B-roll from seizure of $90M yacht of sanctioned Russian oligarch Vekselberg by Spain at U.S. request

United States Attorney General Merrick Garland announces the seizure of the motoryacht Tango.

On 11 March 2022, United States President Joseph R. Biden signed , "Prohibiting Certain Imports, Exports, and New Investment With Respect to Continued Russian Federation Aggression," an order of economic sanctions prohibiting the trade in luxury goods.

At the same time, the Treasury listed specific assets of Viktor Vekselberg, worth an estimated $180 million: an Airbus A319-115 jet and the motor yacht Tango as targets for seizure. Estimates of the Tango's value ranged from $90 million, according to the U.S. Department of Justice, to $120 million, according to the website Superyachtfan.com).

On 25 March 2022, an FBI Special Agent filed an affidavit in support of seizure of the Tango with the United States District Court for the District of Columbia. The affidavit warrant stated probable cause to seize the Tango for suspect violations of (conspiracy to commit bank fraud), (International Emergency Economic Powers Act), and (money laundering), and that the seizure was authorized by American statutes on civil and criminal asset forfeiture.

On 4 April 2022, Magistrate Judge Zia M. Faruqui signed an Order approving the seizure of the superyacht. Judge Faruqui concluded his order, stating "the seizure of the Target Property is just the beginning of the reckoning that awaits those who would facilitate Putin's atrocities. Neither the Department of Justice, nor history, will be kind to the oligarchs who chose the wrong side. […] The Department of Justice's seizure echoes the message of the brave Ukrainian soldiers of Snake Island."

The Civil Guard of Spain and U.S. federal agents of both the United States Department of Justice and the United States Department of Homeland Security cooperated in seizing the Tango in Mallorca. A United States Department of Justice press release said that the seizure of the Tango was by request of Task Force KleptoCapture.

On 6 June 2022, the United States was authorized to seize two of Roman Abramovich’s aircraft, a Boeing 787-8 and a Gulfstream G650ER worth more than $400 million. A United States press release said that the seizures were requested by the U.S. Attorney's Office for the Southern District of New York, working with Task Force KleptoCapture.

On 8 August 2022, a U.S. federal magistrate judge signed an order authorizing the United States to seize the private airplane of Andrei Skoch, a sanctioned Russian oligarch and member of Russia's Duma. U.S. press releases described the airplane as an Airbus A319-100, tail number P4-MGU, and valued at more than $90 million. The plane had previously been blocked by the U.S. Treasury's Office of Foreign Assets Control (OFAC).
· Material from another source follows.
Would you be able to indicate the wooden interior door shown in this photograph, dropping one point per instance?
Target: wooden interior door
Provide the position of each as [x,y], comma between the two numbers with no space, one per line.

The press release also noted that the U.S. Attorney's Office for the Southern District of New York had led the investigation in partnership with the KleptoCapture Task Force.

In February 2024, US Deputy Attorney General Lisa Monaco announced that the KleptoCapture Task Force had "restrained, seized, and obtained judgments to forfeit nearly $700 million in assets from Russian enablers and charged more than 70 individuals for violating international sanctions and export controls levied against Russia."

==Termination==
On 5 February 2025, following the election of Donald Trump, United States Attorney General Pam Bondi shut down Task Force KleptoCapture.